Early one calm overcast late autumn morning I found a surf fisher and his young daughter on the ocean beach at Lake Bunga - a short distance east of Lakes Entrance - surrounded by thirty Silver Gulls and one immature Pacific Gull (1). I counted the gulls while recording birds for a Birdata survey. The close gathering of gulls indicated food was on offer.
I had just counted the gulls when the Pacific Gull broke from the crowd of Silver Gulls and flew to the shoreline below where I was standing. Several Silver Gulls followed the larger Pacific Gull which had scavenged the tail end of a fish discarded by the fisher (2).
The following time order sequence of photos shows the Pacific Gull trying to swallow the choice morsel while closely attended by two ever hopeful Silver Gulls.

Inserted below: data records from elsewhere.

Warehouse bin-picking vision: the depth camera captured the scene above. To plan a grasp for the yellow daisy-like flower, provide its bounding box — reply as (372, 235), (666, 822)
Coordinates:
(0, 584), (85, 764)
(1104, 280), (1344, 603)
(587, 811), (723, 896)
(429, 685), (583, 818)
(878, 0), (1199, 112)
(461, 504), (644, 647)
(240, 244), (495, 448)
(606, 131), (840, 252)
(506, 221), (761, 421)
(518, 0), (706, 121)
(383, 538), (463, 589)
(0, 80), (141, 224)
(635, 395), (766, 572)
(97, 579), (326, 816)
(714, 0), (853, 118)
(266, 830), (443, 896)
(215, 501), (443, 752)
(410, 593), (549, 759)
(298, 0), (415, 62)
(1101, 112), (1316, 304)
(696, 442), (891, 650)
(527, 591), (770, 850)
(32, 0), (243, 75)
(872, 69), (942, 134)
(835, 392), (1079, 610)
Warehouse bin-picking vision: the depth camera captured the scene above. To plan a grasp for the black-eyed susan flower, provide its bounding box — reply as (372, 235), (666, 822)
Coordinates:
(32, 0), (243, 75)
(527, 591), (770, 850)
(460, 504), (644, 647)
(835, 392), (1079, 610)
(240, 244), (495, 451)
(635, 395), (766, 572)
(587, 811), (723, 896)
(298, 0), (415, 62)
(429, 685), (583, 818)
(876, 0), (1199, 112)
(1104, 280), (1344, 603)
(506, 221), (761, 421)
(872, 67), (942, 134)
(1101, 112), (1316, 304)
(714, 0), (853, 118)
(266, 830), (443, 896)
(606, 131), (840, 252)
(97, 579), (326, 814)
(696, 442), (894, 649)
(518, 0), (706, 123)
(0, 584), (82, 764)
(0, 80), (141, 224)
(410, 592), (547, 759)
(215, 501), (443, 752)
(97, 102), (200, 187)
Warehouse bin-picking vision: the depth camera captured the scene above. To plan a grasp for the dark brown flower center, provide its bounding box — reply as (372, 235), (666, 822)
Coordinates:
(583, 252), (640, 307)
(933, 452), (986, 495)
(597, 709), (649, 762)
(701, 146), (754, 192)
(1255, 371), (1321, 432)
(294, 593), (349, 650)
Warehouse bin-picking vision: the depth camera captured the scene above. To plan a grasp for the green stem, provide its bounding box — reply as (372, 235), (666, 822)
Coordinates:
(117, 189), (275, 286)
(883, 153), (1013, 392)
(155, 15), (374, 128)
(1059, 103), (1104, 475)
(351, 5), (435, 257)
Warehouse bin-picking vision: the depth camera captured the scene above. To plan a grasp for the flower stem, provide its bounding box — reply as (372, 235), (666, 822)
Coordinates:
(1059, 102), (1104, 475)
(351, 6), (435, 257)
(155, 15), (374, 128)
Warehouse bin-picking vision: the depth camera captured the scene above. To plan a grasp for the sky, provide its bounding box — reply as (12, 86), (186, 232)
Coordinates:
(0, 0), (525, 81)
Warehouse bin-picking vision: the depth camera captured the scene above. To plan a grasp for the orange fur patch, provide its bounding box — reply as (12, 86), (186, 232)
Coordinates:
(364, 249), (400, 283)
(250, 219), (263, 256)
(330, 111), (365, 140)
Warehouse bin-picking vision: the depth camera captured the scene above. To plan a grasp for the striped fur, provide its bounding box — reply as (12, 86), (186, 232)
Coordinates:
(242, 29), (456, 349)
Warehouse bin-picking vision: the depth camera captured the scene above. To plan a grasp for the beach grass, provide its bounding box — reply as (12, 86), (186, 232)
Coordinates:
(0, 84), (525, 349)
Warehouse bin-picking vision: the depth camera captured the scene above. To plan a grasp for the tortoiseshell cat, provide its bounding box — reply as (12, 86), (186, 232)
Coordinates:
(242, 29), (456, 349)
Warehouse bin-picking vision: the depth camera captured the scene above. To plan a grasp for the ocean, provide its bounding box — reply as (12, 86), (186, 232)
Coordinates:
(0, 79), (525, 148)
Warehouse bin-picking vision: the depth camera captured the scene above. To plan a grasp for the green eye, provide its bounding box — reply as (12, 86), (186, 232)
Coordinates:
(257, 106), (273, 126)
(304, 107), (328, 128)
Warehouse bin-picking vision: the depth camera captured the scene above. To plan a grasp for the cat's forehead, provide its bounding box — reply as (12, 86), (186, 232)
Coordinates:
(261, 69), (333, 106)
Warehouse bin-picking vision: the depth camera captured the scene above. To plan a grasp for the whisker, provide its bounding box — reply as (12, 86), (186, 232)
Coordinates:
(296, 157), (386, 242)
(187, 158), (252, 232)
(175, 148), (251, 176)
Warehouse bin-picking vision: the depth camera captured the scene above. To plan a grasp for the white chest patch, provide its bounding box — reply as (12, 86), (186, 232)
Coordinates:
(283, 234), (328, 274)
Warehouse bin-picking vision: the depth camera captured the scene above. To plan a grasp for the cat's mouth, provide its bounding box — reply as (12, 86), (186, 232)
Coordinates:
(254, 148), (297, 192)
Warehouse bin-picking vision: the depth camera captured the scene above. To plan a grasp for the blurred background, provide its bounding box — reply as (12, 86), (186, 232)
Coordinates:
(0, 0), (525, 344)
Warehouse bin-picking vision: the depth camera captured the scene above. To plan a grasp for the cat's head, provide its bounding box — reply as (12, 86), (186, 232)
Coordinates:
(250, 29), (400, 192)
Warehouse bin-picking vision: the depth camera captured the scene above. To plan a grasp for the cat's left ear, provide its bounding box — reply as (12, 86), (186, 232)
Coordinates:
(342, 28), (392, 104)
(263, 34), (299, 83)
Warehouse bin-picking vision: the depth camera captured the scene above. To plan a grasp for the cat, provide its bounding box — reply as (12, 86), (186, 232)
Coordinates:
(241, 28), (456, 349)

NOTE: You can left click on any photo to open a slide show of the photos free of text or a right click enables one photo at a time to be opened in a New Tab where an enlarged version can be viewed.
The next shot captures the fish being dropped – a chance for the Silver Gulls to wrest the food item from the Pacific Gull.
The fish tail was quickly recovered.
Though covered in sand the Pacific Gull starts to swallow the food.
However it aborted this attempt and moved into the water where it washed the sand off.
Free of sand, the Pacific Gull now has another attempt to swallow the fish tail.
Finally after one minute from the first photo the food item is going down.
Birds always swallow fish head-first for obvious reasons. I am not sure if sand is always removed by washing. By-catch and discarded bait from human fishing, amateur or commercial, is a significant source of food for many seabirds.
Notes:
(1) The Pacific Gull fledges as a juvenile bird with dark brown feathers and bill and then moults head feathers first, which become white. The bill retains a dark tip but the rest changes to a bone colour. It takes five years to reach full adult plumage.
(2) The fish was most likely an Australian Salmon.